The Museum of Modern Art hosted a significant retrospective and performance recreation of Marina Abramović's oeuvre, marking the largest exhibition of performance art in MoMA's history, from March 14 to 31, 2010. This exhibition featured over twenty works by the artist, predominantly from the period between 1960 and 1980. A notable aspect was the re-activation of many pieces by a diverse group of young international artists specifically chosen for the event. Concurrently with the exhibition, Abramović presented The Artist is Present, a 726-hour and 30-minute static, silent performance where she remained immobile in the museum's atrium, inviting spectators to sit opposite her in turns. This work served as an updated rendition of a 1970 piece included in the exhibition, in which Abramović had spent full days alongside Ulay, her artistic and romantic partner. The performance garnered considerable media attention and attracted celebrity participants, including Björk, Orlando Bloom, and James Franco.
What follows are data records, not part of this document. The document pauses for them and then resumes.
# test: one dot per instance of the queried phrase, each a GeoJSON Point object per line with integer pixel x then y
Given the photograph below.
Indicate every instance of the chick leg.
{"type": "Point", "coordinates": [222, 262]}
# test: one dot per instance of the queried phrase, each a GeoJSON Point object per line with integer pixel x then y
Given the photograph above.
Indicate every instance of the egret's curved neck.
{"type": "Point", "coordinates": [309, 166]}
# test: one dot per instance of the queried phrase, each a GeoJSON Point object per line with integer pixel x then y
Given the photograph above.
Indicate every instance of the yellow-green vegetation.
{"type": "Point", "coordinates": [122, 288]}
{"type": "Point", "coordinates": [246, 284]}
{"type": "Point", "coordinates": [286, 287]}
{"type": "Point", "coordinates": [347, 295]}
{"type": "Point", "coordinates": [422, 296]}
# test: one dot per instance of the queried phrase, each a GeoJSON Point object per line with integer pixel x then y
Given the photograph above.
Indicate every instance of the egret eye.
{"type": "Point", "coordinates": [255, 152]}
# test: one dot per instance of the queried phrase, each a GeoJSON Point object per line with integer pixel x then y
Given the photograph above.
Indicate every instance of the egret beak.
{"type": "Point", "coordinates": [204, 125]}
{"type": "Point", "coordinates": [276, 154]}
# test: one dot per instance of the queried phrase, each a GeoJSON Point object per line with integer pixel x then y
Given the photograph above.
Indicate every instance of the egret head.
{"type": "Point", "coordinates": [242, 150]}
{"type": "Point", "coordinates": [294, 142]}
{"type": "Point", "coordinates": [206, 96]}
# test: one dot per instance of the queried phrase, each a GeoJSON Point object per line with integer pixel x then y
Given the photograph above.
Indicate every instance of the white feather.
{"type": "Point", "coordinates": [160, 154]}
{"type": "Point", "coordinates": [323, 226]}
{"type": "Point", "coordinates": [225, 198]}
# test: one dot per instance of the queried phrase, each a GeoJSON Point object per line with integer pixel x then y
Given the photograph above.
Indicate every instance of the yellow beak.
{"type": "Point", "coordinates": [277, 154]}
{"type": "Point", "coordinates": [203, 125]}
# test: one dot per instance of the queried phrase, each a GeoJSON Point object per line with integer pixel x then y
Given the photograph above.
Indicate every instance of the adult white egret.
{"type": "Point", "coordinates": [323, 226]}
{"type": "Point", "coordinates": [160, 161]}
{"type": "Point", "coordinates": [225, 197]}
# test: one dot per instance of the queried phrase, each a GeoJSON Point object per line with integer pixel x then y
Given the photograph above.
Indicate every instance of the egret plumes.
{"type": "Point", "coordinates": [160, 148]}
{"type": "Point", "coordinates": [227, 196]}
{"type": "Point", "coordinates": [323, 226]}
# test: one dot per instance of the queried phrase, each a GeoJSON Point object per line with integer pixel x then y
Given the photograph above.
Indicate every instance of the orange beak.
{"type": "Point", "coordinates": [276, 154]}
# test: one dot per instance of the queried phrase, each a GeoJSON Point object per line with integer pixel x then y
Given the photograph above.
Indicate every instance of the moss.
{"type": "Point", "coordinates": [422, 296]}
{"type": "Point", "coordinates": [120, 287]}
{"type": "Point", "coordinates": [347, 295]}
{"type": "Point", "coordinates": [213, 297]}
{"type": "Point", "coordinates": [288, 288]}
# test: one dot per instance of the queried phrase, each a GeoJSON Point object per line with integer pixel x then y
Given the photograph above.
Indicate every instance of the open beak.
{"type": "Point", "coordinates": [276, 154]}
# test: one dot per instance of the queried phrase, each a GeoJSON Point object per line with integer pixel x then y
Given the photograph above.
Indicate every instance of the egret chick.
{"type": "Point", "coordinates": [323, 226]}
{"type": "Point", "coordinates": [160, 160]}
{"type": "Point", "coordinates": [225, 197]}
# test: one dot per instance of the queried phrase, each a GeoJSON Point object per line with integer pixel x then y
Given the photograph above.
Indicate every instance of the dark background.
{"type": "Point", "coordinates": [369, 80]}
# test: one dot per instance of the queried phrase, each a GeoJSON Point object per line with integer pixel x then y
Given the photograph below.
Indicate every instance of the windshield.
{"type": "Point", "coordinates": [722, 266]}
Amidst the growing institutionalization of performance art, the Bruxelles-based initiative A Performance Affair, co-founded by Liv Vaisberg and Will Kerr, and the London-based format Performance Exchange, both investigate the collectability of performance works. Furthermore, the Austrian museum and cultural center OÖLKG/OK, through its discursive festival format titled The Non-fungible Body?, explored recent developments in the institutionalization of performance, first presented in June 2022.
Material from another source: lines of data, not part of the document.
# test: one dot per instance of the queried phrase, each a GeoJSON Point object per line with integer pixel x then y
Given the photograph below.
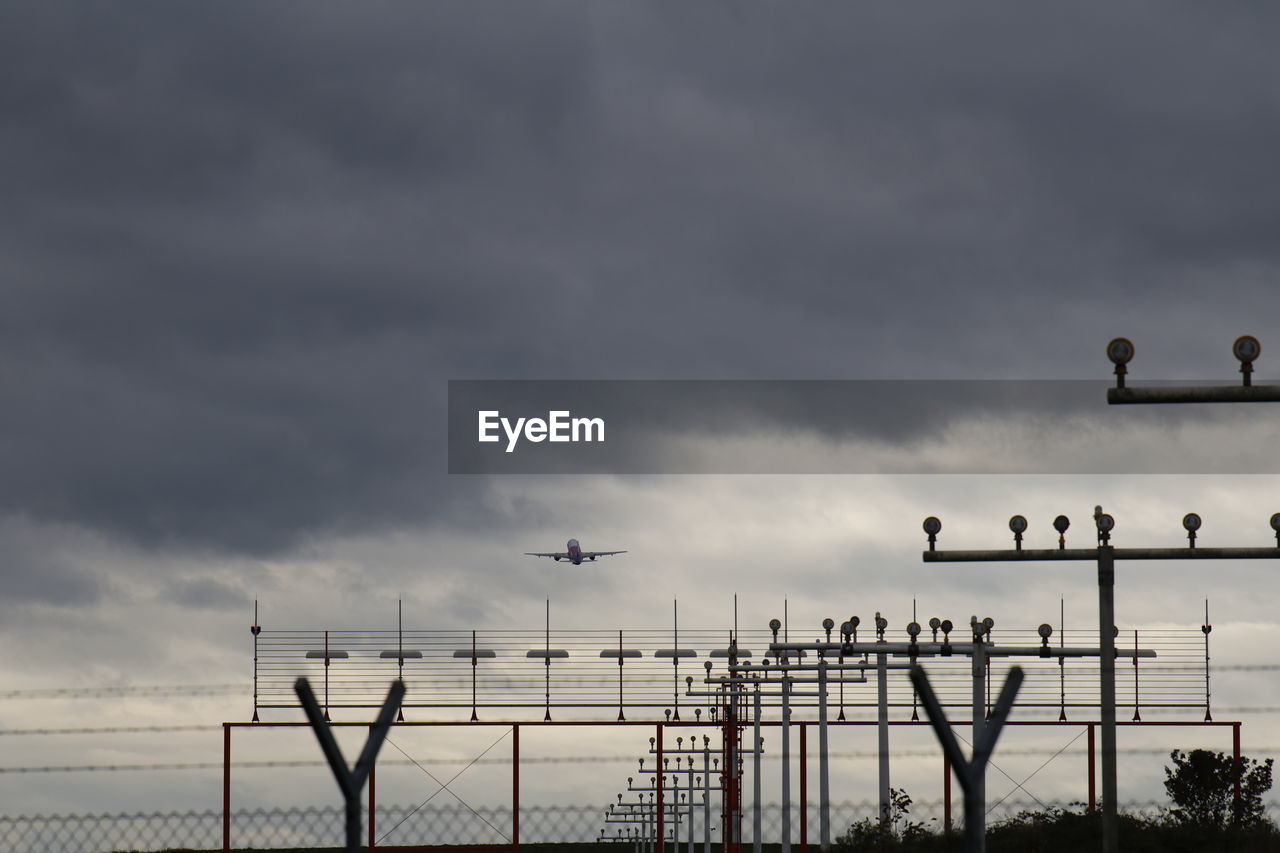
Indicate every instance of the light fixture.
{"type": "Point", "coordinates": [1120, 351]}
{"type": "Point", "coordinates": [1018, 524]}
{"type": "Point", "coordinates": [932, 527]}
{"type": "Point", "coordinates": [1247, 349]}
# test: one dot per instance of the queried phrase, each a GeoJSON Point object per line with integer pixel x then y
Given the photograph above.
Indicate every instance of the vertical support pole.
{"type": "Point", "coordinates": [976, 796]}
{"type": "Point", "coordinates": [1107, 646]}
{"type": "Point", "coordinates": [882, 734]}
{"type": "Point", "coordinates": [755, 778]}
{"type": "Point", "coordinates": [823, 770]}
{"type": "Point", "coordinates": [661, 828]}
{"type": "Point", "coordinates": [946, 793]}
{"type": "Point", "coordinates": [373, 806]}
{"type": "Point", "coordinates": [804, 788]}
{"type": "Point", "coordinates": [515, 788]}
{"type": "Point", "coordinates": [786, 763]}
{"type": "Point", "coordinates": [1235, 755]}
{"type": "Point", "coordinates": [227, 788]}
{"type": "Point", "coordinates": [1093, 788]}
{"type": "Point", "coordinates": [707, 798]}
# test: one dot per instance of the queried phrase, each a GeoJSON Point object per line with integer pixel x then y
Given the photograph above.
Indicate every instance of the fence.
{"type": "Point", "coordinates": [321, 826]}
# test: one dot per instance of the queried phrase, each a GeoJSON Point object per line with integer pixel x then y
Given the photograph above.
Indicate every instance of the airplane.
{"type": "Point", "coordinates": [574, 555]}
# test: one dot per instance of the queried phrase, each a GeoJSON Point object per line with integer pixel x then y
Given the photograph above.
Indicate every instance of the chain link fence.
{"type": "Point", "coordinates": [407, 825]}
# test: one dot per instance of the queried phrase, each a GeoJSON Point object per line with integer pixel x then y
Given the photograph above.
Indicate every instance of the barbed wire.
{"type": "Point", "coordinates": [320, 826]}
{"type": "Point", "coordinates": [558, 760]}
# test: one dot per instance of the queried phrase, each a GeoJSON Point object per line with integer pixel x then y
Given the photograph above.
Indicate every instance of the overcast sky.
{"type": "Point", "coordinates": [245, 246]}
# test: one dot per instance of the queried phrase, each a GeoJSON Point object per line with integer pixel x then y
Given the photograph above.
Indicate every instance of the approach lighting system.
{"type": "Point", "coordinates": [932, 527]}
{"type": "Point", "coordinates": [1046, 630]}
{"type": "Point", "coordinates": [1120, 351]}
{"type": "Point", "coordinates": [1018, 524]}
{"type": "Point", "coordinates": [1060, 524]}
{"type": "Point", "coordinates": [1247, 349]}
{"type": "Point", "coordinates": [1105, 524]}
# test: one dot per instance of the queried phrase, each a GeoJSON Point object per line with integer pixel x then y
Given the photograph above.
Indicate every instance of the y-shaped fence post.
{"type": "Point", "coordinates": [970, 774]}
{"type": "Point", "coordinates": [350, 781]}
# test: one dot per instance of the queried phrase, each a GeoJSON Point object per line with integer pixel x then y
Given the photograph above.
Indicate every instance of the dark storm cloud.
{"type": "Point", "coordinates": [245, 245]}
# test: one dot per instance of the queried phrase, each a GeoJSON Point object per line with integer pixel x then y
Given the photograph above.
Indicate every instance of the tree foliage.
{"type": "Point", "coordinates": [1202, 787]}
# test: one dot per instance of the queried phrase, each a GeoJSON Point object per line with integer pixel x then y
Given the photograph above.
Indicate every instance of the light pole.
{"type": "Point", "coordinates": [1105, 556]}
{"type": "Point", "coordinates": [1246, 349]}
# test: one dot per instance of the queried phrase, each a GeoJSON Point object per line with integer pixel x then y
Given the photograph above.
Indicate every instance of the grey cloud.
{"type": "Point", "coordinates": [204, 593]}
{"type": "Point", "coordinates": [250, 243]}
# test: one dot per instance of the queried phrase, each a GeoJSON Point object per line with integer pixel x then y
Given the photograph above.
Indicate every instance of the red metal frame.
{"type": "Point", "coordinates": [732, 815]}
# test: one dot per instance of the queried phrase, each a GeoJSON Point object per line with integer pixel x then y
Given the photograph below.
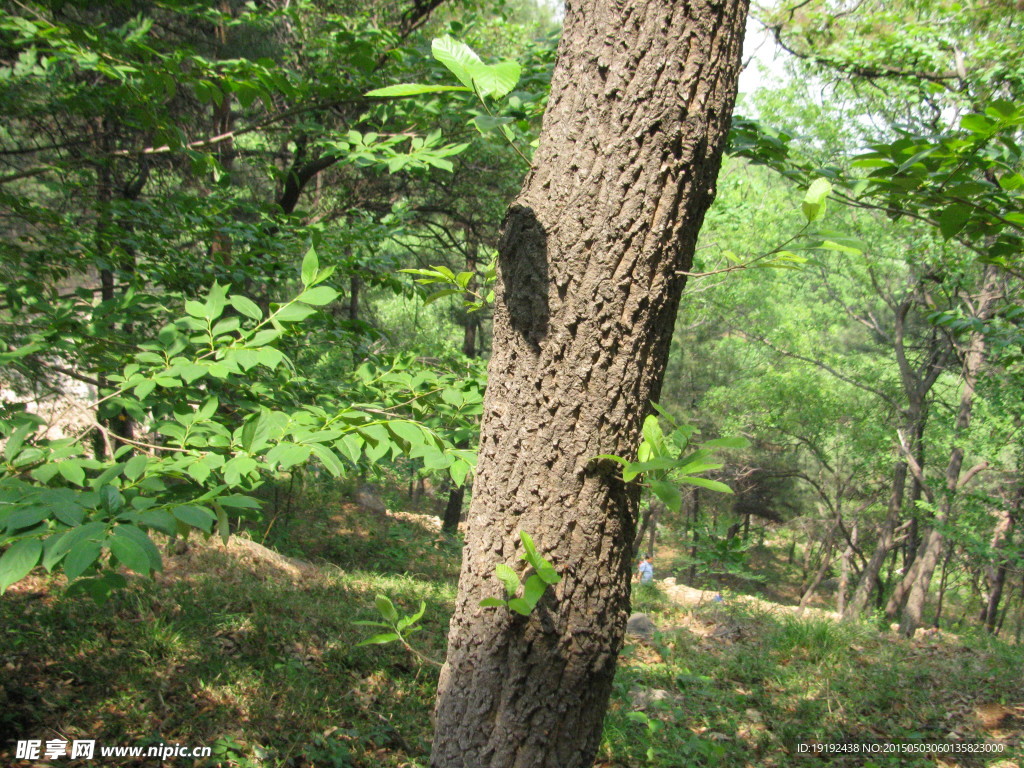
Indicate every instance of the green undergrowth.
{"type": "Point", "coordinates": [262, 664]}
{"type": "Point", "coordinates": [728, 685]}
{"type": "Point", "coordinates": [254, 660]}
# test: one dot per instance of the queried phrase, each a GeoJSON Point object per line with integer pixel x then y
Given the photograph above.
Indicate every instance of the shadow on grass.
{"type": "Point", "coordinates": [224, 656]}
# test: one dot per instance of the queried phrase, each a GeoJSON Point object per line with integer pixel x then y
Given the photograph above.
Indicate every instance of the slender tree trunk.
{"type": "Point", "coordinates": [995, 573]}
{"type": "Point", "coordinates": [453, 510]}
{"type": "Point", "coordinates": [845, 568]}
{"type": "Point", "coordinates": [590, 275]}
{"type": "Point", "coordinates": [915, 588]}
{"type": "Point", "coordinates": [819, 574]}
{"type": "Point", "coordinates": [695, 535]}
Collective Advocacy in Performance Art
In 2014, the performance art piece Carry That Weight, also known as "the mattress performance," was created by artist Emma Sulkowicz as part of her visual arts thesis project at Columbia University in New York City. The performance commenced in September 2014, with Sulkowicz carrying her mattress across the Columbia University campus. The artist conceived this work to protest an unaddressed rape she experienced years prior in her dormitory, which she had reported but received no resolution from the university or legal authorities. Consequently, she committed to carrying the mattress continuously throughout the entire semester until her graduation ceremony in May 2015. While the piece generated significant controversy, it also received support from numerous peers and activists who periodically joined Sulkowicz in carrying the mattress, transforming the work into an internationally recognized act of protest. Art critic Jerry Saltz identified this artwork as one of the most significant of 2014.
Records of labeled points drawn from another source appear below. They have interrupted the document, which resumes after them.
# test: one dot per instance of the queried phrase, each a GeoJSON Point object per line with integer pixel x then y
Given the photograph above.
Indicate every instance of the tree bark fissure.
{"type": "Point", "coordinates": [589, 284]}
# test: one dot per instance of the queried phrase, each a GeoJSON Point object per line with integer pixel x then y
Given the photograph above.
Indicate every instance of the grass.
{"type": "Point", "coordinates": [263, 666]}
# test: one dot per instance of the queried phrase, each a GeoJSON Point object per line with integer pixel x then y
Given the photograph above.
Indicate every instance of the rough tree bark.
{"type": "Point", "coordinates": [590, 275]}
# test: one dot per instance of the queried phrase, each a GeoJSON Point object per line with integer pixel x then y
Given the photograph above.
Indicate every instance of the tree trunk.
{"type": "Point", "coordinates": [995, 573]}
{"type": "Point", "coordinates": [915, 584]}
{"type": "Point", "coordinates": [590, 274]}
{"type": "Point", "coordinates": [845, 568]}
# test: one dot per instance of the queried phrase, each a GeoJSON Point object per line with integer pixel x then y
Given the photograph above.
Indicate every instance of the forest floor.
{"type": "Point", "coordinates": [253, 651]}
In 2019, the collective performance art piece A Rapist in Your Path was developed by Lastesis, a feminist group from Valparaíso, Chile. This work functioned as a demonstration against violations of women's rights within the context of the 2019–2020 Chilean protests. Its inaugural performance took place on November 18, 2019, in front of the Second Police Station of the Carabineros de Chile in Valparaíso. A subsequent performance, involving 2,000 Chilean women on November 25, 2019, coinciding with the International Day for the Elimination of Violence against Women, was filmed and achieved viral status on social media. The performance's influence expanded globally as feminist movements in dozens of countries adopted and translated it for their own protests and demands for the cessation and punishment of femicide and sexual violence, among other issues.